BigQuery OOM for large datasets
Expected Behavior
No failures when running historical retrieval with BigQuery
Current Behavior
Users are experiencing OOM errors with BigQuery when running commands like
df = store.get_historical_features(
entity_df="""
SELECT
user_id,
driver_id,
TIMESTAMP '2021-03-21 16:01:21' AS observed_at,
FROM production.table
LIMIT 1000000
""",
feature_refs=features
).to_df()
which leads to
raise self._exception
google.api_core.exceptions.BadRequest: 400 Resources exceeded during query execution: The query could not be executed in the allotted memory. Peak usage: 134% of limit.
Top memory consumer(s):
sort operations used for analytic OVER() clauses: 100%
From the user
because the original dataset that contains 7B+ unique identifiers (which means that some FeatureViews of it can have 30B+ rows)
Steps to reproduce
It's necessary to run a get_historical_features() call that queries feature views with a large amount of rows. It's not clear what the exact size of the table should be before an OOM exception is thrown.
Possible Solution
The original point-in-time join query for BigQuery was written in Feast 0.3 and used up to 0.7. The original query also suffered from OOM problems, but those problems were resolved. A possible reason why the current query doesn't work is because there are slight differences in how this query is executed compared to Feast 0.7.

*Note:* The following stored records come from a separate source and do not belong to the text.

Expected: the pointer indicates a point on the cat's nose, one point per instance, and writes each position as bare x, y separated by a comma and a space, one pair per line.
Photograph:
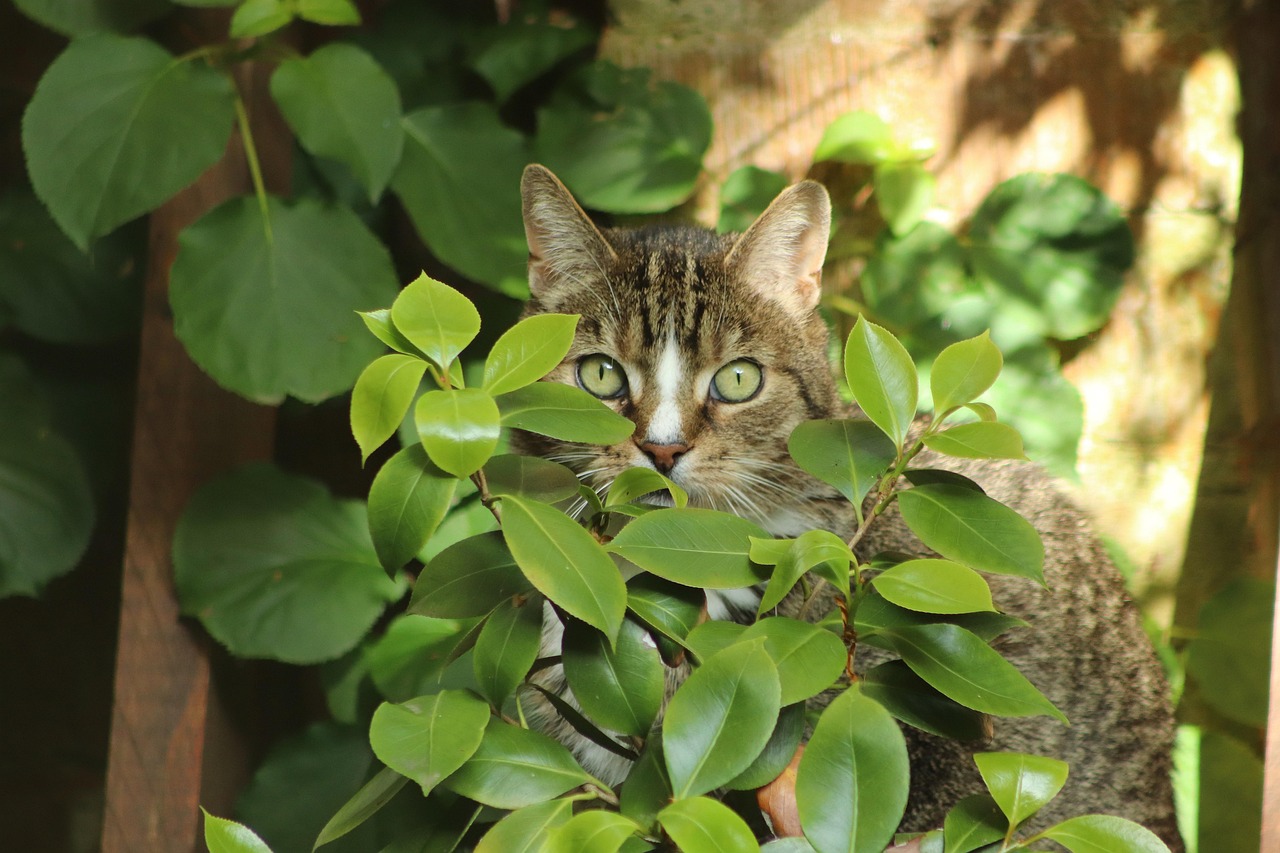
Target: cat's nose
663, 455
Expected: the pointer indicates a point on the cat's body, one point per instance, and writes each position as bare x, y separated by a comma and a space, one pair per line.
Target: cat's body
712, 346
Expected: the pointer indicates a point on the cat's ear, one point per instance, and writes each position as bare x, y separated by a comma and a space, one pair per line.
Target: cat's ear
781, 254
563, 243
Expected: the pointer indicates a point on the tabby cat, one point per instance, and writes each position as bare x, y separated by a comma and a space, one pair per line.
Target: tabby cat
712, 346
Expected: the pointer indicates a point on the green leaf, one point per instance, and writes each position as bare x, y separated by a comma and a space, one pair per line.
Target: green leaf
507, 647
904, 192
515, 767
745, 195
1229, 656
621, 142
380, 398
935, 587
364, 804
913, 701
1020, 784
526, 830
265, 305
973, 822
565, 562
694, 547
970, 528
228, 836
460, 428
563, 411
530, 477
592, 831
430, 737
458, 179
469, 578
705, 825
963, 372
853, 778
856, 137
435, 318
882, 378
1105, 834
115, 127
849, 455
274, 566
342, 105
808, 658
1054, 249
528, 351
621, 688
720, 719
638, 482
407, 500
964, 667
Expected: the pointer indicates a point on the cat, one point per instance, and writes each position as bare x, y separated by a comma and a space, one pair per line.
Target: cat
712, 346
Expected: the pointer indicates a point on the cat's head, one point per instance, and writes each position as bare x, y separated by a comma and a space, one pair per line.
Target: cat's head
708, 342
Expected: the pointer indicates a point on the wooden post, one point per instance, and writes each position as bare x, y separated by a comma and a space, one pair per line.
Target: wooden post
169, 752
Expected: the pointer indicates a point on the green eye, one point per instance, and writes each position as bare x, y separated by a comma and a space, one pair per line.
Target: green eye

- We are adding unique Ids to entity rows in the entity table. We can use Use GENERATE_UUID() instead of ROW_NUMBER() since it doesn't require the whole dataset to be collected on a single node.
- We can also compute the unique Ids a single time as part of creating the entity table, instead of doing it as part of a WITH clause.
- The original BigQuery query did not join all feature views to the entity dataframe in a single query. It joined all feature views in separate queries which produced temporary tables. Once these tables had gone through point-in-time joins, their row count is significantly reduced (to the size of the entity table), after which they can be joined together safely using a single query. We would just need to separate out this query and make sure that the for loop here creates new temp tables instead of keeping all data in memory.
- An easy optimization is to filter the feature view based on the outer bounds of date ranges of the entity dataframe. We should never be able to query further back than the first date of the entity dataframe (minus TTL).
Context: The reason we run the complete historical retrieval in a single query at the moment is because it doesn't require write permissions from Feast users in BigQuery. Once we move to creating temp tables, we will be forced to ask users to have write permissions.
This issue has been automatically marked as stale because it has not had recent activity. It will be closed if no further activity occurs. Thank you for your contributions.